Millions of dollars and years of construction are needed to reinforce Snohomish County’s infrastructure.

So in the meantime, how do we live with a major earthquake looming at some unknown date in the future, not only along the Cascadia fault, but right under our feet?

“Individual preparedness, as basic as that sounds, is sort of the foundation of all of this,” Biermann said.

Everyone should keep two weeks of food and water on hand, plus a way to stay warm and dry, according to disaster experts.

Identify large furniture that may tip over in a quake. Secure it to the floor.

Make sure your water heater is fastened to the wall, and that it has flexible gas and water connectors. If you live in an older home, consider securing your foundation. Know how to shut off your natural gas valves.

If individual people are prepared, they are more likely to help those around them in a disaster. And if we can brace for SWIF, we’ll be all right in Cascadia, said Thomsen, the former Snohomish County Public Works director.

Odds of survival will likely improve with each hour and day.

“If you’re not killed in the quake, you’re probably going to live,” said Murphy, of the county’s emergency department. “Are you going to be inconvenienced? Yes. Are you going to be uncomfortable? Oh, heck yeah.”

Be realistic, he said. Don’t panic.

Julia-Grace Sanders: @sanders_julia on Twitter

 

Read the rest of this series

1. Buried danger: A slumbering geologic fault beneath us

An earthquake along the southern Whidbey Island fault reshaped the land some 2,700 years ago.
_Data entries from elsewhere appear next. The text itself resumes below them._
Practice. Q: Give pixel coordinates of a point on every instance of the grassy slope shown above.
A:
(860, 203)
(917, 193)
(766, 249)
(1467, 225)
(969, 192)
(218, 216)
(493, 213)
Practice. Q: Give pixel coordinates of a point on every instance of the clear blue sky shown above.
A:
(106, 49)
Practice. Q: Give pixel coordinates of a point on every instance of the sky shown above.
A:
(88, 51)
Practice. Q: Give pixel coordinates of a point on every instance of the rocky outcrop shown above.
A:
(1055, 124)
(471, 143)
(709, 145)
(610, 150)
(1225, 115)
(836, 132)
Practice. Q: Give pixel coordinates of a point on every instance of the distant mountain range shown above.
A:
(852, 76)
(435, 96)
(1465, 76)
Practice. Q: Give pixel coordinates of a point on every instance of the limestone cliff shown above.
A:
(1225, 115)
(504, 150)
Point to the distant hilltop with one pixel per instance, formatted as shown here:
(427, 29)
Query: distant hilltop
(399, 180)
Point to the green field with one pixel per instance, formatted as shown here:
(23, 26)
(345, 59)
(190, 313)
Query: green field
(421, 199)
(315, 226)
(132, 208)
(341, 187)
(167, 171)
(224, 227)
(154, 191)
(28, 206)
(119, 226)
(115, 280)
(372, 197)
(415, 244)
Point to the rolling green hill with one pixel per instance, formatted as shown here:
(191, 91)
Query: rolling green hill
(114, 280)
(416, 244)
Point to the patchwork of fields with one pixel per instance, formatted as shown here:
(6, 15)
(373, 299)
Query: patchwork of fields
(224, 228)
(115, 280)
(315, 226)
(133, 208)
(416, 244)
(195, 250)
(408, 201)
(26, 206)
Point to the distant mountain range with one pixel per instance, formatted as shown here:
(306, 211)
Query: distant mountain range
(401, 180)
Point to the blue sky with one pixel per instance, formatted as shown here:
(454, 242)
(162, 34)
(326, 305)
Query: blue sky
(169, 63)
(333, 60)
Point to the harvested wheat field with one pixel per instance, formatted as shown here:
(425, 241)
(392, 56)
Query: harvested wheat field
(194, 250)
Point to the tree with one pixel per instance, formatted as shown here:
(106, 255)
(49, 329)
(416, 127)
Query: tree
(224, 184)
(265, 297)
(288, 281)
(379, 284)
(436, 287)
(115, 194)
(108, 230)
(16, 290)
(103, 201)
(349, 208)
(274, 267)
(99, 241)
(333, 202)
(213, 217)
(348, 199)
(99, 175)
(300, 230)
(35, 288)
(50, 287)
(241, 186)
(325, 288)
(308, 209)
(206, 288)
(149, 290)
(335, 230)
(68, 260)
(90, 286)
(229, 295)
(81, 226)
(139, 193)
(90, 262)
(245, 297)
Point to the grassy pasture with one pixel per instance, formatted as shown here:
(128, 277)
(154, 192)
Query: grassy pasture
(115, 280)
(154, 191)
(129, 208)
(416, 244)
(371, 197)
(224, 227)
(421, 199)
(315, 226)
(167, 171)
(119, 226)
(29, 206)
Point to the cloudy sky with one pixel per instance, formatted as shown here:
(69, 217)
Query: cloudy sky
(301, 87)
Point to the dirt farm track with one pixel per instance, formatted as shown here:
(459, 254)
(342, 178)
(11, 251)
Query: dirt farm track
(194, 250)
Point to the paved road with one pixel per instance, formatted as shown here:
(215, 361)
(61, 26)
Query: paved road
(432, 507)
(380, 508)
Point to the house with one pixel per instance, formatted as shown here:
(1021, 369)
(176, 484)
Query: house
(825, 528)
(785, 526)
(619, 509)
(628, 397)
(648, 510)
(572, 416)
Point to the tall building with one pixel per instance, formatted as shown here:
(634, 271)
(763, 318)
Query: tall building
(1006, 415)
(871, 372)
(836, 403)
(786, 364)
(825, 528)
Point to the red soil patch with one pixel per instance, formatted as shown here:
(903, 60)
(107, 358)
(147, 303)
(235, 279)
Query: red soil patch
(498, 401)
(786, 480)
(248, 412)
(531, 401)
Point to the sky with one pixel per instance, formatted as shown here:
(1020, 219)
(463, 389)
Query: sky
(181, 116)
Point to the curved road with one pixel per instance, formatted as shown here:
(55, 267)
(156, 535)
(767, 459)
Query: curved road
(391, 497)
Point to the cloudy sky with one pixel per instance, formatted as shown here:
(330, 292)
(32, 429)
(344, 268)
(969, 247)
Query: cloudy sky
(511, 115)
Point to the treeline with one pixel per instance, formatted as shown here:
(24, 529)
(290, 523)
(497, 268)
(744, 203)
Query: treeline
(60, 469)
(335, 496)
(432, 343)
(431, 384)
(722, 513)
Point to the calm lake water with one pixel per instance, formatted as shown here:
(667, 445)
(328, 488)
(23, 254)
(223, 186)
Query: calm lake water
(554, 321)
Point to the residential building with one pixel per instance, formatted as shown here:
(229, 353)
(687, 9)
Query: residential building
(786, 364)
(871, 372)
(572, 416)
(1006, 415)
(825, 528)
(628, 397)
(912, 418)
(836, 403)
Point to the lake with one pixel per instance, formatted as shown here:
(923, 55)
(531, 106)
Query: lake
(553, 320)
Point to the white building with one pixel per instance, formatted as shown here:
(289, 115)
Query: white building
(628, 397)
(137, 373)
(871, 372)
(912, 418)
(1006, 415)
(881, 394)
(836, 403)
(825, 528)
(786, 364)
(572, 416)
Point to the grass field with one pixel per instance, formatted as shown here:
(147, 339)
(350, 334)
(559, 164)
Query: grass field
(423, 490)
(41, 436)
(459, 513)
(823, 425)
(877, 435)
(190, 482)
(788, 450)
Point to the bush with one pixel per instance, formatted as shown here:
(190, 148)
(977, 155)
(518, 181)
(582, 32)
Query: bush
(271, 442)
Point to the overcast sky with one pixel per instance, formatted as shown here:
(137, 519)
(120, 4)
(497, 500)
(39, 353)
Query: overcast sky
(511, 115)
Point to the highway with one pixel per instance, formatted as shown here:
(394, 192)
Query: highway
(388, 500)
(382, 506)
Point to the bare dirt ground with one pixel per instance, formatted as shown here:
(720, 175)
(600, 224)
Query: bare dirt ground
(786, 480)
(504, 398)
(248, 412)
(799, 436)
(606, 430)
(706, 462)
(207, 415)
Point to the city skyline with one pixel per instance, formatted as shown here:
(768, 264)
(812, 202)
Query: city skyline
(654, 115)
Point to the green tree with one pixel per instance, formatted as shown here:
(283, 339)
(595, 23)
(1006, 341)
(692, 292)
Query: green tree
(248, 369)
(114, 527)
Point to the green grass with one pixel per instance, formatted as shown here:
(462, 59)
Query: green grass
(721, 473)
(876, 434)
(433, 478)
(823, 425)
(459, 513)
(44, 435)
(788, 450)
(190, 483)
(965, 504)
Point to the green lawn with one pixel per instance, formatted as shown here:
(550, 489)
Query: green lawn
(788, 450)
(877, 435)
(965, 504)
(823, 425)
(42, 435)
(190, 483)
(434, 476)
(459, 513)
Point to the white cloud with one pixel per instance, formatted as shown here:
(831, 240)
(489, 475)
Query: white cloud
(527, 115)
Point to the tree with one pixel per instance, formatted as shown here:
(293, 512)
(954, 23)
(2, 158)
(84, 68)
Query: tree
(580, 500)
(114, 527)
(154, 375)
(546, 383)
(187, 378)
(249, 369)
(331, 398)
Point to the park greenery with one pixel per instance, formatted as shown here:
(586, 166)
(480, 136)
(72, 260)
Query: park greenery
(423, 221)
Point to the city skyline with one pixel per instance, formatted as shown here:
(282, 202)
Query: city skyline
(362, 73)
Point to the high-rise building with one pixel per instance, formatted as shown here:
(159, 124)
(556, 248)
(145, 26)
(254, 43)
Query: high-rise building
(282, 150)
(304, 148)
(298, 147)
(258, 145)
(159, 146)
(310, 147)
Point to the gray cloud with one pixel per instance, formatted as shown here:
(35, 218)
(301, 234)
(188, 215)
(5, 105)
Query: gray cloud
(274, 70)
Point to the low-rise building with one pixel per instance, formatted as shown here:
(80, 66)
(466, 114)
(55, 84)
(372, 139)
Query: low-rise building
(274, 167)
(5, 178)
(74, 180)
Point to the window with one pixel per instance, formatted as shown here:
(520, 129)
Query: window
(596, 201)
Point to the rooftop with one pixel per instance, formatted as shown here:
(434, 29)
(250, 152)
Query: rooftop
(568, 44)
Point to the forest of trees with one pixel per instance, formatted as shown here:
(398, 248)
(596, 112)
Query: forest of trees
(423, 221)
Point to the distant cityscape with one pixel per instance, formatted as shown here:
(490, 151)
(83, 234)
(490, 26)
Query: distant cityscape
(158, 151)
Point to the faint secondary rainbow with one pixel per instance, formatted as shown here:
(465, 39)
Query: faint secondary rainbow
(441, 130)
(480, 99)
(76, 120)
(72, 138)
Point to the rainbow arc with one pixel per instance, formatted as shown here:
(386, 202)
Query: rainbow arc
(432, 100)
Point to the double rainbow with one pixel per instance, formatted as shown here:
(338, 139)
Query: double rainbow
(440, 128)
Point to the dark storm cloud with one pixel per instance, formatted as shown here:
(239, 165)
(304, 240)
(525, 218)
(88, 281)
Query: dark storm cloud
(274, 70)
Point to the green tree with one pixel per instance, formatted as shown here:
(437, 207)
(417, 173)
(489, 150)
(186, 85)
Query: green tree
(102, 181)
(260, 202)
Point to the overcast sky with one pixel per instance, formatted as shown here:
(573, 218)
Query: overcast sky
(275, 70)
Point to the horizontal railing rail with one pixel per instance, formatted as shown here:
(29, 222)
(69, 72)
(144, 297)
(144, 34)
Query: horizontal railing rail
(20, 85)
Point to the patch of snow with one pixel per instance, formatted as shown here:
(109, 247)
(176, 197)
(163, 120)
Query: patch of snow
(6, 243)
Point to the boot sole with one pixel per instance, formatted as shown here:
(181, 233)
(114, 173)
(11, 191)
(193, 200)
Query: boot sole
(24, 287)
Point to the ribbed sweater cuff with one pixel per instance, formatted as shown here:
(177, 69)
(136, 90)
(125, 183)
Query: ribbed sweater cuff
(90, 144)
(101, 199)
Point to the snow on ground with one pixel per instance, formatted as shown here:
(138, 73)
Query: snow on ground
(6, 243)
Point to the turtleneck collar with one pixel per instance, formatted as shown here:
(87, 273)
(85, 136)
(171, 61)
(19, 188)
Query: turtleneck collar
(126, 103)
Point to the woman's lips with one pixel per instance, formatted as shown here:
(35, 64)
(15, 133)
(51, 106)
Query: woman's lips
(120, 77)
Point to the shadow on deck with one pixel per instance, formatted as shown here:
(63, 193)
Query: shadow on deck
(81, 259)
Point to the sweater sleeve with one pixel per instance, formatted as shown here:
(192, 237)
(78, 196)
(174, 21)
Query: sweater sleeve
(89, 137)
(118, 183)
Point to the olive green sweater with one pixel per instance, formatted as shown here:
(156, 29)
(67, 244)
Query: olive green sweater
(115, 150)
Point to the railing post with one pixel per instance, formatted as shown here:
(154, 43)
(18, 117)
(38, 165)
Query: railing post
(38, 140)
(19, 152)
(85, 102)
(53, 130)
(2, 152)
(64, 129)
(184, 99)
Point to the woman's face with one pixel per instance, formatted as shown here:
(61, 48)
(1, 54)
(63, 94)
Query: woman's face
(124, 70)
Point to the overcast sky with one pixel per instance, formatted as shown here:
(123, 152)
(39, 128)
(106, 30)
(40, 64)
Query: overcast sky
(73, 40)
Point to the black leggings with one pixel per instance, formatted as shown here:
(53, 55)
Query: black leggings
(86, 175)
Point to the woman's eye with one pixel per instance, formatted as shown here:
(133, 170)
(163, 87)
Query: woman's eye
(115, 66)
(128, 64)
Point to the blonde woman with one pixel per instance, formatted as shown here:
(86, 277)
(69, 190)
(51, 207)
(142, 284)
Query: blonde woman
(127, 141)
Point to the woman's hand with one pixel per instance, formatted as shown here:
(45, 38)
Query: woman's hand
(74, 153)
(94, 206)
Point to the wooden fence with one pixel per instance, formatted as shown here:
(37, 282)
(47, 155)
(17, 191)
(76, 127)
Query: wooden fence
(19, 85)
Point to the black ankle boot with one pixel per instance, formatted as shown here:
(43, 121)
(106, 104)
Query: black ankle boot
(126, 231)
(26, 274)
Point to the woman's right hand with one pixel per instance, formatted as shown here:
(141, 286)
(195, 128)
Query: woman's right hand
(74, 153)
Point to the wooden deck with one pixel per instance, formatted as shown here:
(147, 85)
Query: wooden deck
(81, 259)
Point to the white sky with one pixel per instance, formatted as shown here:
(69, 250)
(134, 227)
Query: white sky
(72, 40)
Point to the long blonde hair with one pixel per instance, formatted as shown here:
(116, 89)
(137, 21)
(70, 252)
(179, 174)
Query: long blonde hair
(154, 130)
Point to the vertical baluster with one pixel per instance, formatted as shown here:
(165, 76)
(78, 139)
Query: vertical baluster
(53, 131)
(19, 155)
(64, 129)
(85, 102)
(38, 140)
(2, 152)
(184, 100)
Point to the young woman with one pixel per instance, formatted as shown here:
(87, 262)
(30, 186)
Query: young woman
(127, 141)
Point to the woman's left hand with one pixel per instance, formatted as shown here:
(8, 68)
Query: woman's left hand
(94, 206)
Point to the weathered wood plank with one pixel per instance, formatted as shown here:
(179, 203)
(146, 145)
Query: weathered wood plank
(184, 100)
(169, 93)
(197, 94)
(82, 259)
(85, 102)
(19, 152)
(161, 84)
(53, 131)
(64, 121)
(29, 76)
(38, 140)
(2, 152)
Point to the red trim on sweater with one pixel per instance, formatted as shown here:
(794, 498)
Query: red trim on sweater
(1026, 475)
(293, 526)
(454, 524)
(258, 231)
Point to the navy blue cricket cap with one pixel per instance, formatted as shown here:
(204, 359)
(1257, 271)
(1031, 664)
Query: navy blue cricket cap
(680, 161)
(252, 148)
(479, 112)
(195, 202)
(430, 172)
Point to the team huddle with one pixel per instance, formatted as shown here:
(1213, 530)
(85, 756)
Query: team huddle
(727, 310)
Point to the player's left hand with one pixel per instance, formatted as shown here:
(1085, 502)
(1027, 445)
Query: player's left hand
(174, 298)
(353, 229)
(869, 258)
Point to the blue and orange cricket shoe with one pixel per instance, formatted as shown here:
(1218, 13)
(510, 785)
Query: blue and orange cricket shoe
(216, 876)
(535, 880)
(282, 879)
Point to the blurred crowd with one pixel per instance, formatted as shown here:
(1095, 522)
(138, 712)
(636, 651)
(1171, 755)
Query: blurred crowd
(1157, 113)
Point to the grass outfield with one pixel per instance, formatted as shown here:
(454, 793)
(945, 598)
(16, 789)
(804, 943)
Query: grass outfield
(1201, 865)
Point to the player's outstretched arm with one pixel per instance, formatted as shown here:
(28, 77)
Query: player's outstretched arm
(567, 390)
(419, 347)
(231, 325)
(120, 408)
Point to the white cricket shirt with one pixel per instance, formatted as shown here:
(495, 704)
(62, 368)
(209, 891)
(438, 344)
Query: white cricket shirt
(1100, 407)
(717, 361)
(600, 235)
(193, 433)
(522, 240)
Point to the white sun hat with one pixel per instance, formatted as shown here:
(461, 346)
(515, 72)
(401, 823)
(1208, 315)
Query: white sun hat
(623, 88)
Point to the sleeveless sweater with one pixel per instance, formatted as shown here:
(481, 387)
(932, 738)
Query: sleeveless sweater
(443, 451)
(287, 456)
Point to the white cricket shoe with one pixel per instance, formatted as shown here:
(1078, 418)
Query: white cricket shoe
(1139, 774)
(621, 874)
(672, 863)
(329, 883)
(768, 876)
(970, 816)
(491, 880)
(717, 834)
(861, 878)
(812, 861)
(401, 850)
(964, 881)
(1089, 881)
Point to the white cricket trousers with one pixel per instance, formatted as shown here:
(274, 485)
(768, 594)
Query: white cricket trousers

Another big one is expected, and it could be devastating. READ MORE

2. Built on pudding: Can modern quake engineering prevail?

At least 30,000 people in Snohomish County live on saturated soils and sediment that will behave like shaken liquid when a big earthquake hits. READ MORE

3. Aftermath: Infrastructure won’t fare well in a big quake

Shockwaves from a shallow fault here could ravage bridges, schools and the water supply in Western Washington. Emergency planners want you to be ready. THIS STORY

A COVID crash course

Ongoing waves of COVID-19 have been, in some ways, like the aftershocks of an earthquake, according to the Snohomish County Department of Emergency Management.

“You have to restart the process every time,” said John Holdsworth, a DEM program manager.

Many lessons of the pandemic could be applied to quake response. One of the most clear messages from the past year? Resources and social services are interdependent. A trucker needs child care to deliver goods to the store for residents to buy.

“All of these systems are intertwined,” Holdsworth said.

The county needs a more efficient way to get food, medicine and social services to hard-to-reach areas, he said. Small towns cut off in an earthquake would need basic resources available on a hyper-local level.

Eventually, as the pandemic fades, the Department of Emergency Management will switch from survival to recovery mode, Holdsworth said. Then staff will spend time analyzing how its emergency response can improve, hopefully before the next disaster strikes.